Bereichert wird der Band durch die Wiedergabe eines Porträts des Verfassers von Eugen Spiro, einer Federzeichnung von Max Slevogt, Briefen von Adolph von Menzel, Josef Kainz, Christian Morgenstern, Max Liebernann und Max Reinhardt, deren Originale Max Osborn retten konnte. Max Osborn konnte in New York sowohl für den Aufbau als auch für die Basler National-Zeitung weiter im Sinne demokratischer Kultur schreiben. Er war nicht verstummt.

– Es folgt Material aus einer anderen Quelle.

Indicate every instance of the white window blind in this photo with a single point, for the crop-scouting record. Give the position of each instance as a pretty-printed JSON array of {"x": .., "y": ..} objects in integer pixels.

Dem Band ist ein wohl von Osborn selbst angelegtes Register beigegeben, in dem jedoch nicht alle Namen verzeichnet sind. Nachträglich wurden sie nicht ergänzt. Chronologisch wurden der Nachruf „In memoriam Max Osborn“ von Ernst Feder aus Aufbau vom 13. Oktober 1946 und „Er schöpfte aus dem Vollen – Gedenkblatt zum 100. Geburtstag von Dr. Max Osborn“ von E.G. Lowenthal aus der Allgemeinen Jüdischen Wochenzeitung vom 13. Februar 1970 und der vom Herausgeber Thomas B. Schumann im März 2013 in London aufgezeichnete Text: „Einige Reminiszenzen an meinen Großvater Max Osborn“ von Ruth Weyl in diese erste in Deutschland vorliegende Ausgabe der Erinnerungen Max Osborns aufgenommen. Das bedeutende Buch hätte längst in einem großen deutschen Verlag erscheinen müssen.

Max Osborn: Der bunte Spiegel. Erinnerungen aus dem Kunst-, Kultur- und Geistesleben der Jahre 1890 bis 1933, Edition Memoria, Hürth bei Köln 2013, 276 Seiten, 29,80 Euro.